Scene six: Jail Life

Everything around me was unfamiliar. My cell had become the only thing recognizable in the darkness. Loud screams continued throughout the night. The cries so close I could feel the tears.  Lying helpless, darkness lay on me like the bars that now imprison me.

I lived in this wasteland, housed with the sick, drugged and a woman who screamed into the night. She had lost all contact with reality. Her vile language filled the air. She used the most vulgar language and graphic description of some imagined black figure that she says was raping her.

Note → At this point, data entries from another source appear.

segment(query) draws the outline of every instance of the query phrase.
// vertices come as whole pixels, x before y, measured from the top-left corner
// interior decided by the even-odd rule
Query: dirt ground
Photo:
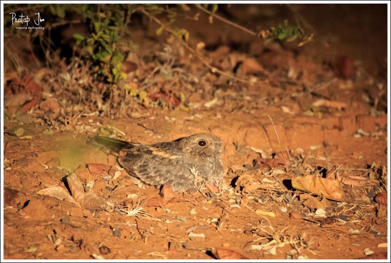
[[[371,5],[219,7],[217,14],[254,31],[298,19],[314,33],[301,47],[265,44],[216,18],[210,24],[203,12],[197,21],[177,19],[175,24],[190,33],[190,46],[203,42],[213,66],[251,85],[213,74],[186,50],[177,54],[168,34],[157,37],[159,25],[140,16],[130,25],[142,47],[138,70],[171,46],[178,72],[182,67],[198,79],[182,87],[189,110],[140,103],[119,116],[67,115],[56,111],[64,104],[48,102],[64,94],[51,89],[45,97],[49,84],[37,80],[44,96],[23,112],[7,103],[18,93],[6,92],[15,70],[6,67],[4,259],[389,259],[387,7]],[[31,66],[29,72],[40,69]],[[224,181],[171,199],[121,170],[114,155],[86,143],[98,134],[152,144],[197,132],[224,141]],[[97,166],[103,168],[93,171]],[[87,191],[114,203],[114,211],[37,194],[54,186],[67,191],[64,176],[72,172]],[[350,176],[359,186],[346,182],[344,194],[358,189],[369,201],[293,187],[293,178],[304,175]]]

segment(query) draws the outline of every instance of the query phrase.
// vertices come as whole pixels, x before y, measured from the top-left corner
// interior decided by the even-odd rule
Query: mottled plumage
[[[130,175],[144,183],[156,186],[167,184],[175,191],[184,191],[195,186],[194,175],[190,171],[192,167],[197,168],[197,175],[206,182],[222,179],[220,153],[223,143],[209,133],[196,133],[152,145],[122,142],[118,162]]]

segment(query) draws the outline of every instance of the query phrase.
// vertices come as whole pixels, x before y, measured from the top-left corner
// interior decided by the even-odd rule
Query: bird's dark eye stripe
[[[203,147],[206,146],[206,142],[203,140],[200,140],[198,141],[198,144],[199,146]]]

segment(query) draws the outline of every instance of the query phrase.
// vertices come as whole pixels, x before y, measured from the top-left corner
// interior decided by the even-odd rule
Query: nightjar
[[[169,184],[174,191],[194,187],[200,176],[206,183],[223,175],[223,142],[209,133],[196,133],[169,142],[151,145],[96,136],[95,141],[118,152],[118,162],[130,175],[148,184]],[[198,177],[199,178],[199,177]]]

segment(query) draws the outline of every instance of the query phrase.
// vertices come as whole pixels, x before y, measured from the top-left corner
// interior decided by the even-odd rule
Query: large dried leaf
[[[54,197],[60,200],[64,200],[65,198],[68,198],[68,201],[73,203],[81,207],[80,204],[78,203],[73,197],[68,193],[68,191],[61,186],[53,186],[42,189],[37,192],[37,195],[41,196],[48,196]]]
[[[353,188],[339,181],[316,175],[294,177],[292,178],[292,186],[296,189],[336,201],[369,203],[368,195],[362,189]]]
[[[83,184],[76,174],[72,173],[66,177],[72,196],[83,207],[89,209],[104,209],[111,211],[112,204],[103,197],[97,197],[92,192],[85,193]]]
[[[225,248],[216,248],[213,253],[219,260],[248,260],[248,258],[231,249]]]

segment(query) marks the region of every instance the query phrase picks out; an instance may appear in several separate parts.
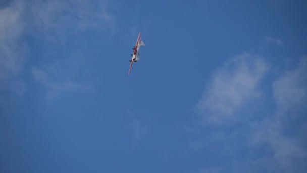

I am sure the guards placed her beside me to provoke me.

I would spend sixteen months in jail awaiting my trial alongside women in prison. They tried to isolate me, said my life would be in danger. But what I found were women who embraced and supported my cause.

The prosecutor tried to paint a picture of my case as a crime of passion, sighting women as emotional, overlooking the fact that George and myself were political prisoners put on trial because of our political view. August 21, 1971. I awoke with emptiness from behind bars in this thoughtless and disconnected place. A darkness that filled my every waking moment. I thought about George in San Quentin.

Margaret and Howard walked in. They had been instrumental in helping with my case. By the look on Margaret’s face I knew something was wrong. I had witnessed that look once before when bad news came of Jonathan’s death. Tears welled in the corner of Margaret’s eyes. She reached out for me. We held on. I was numb and unable to speak. Howard shouted, “They killed him, Angela, they shot George in the back.

Epilogue:

Angela Yvonne Davis was acquitted of all charges. A year and a half later she formed the National Alliance Against Racist and Political Repression, which has chapters in twenty-one state including Louisville, Kentucky which is the only one still active.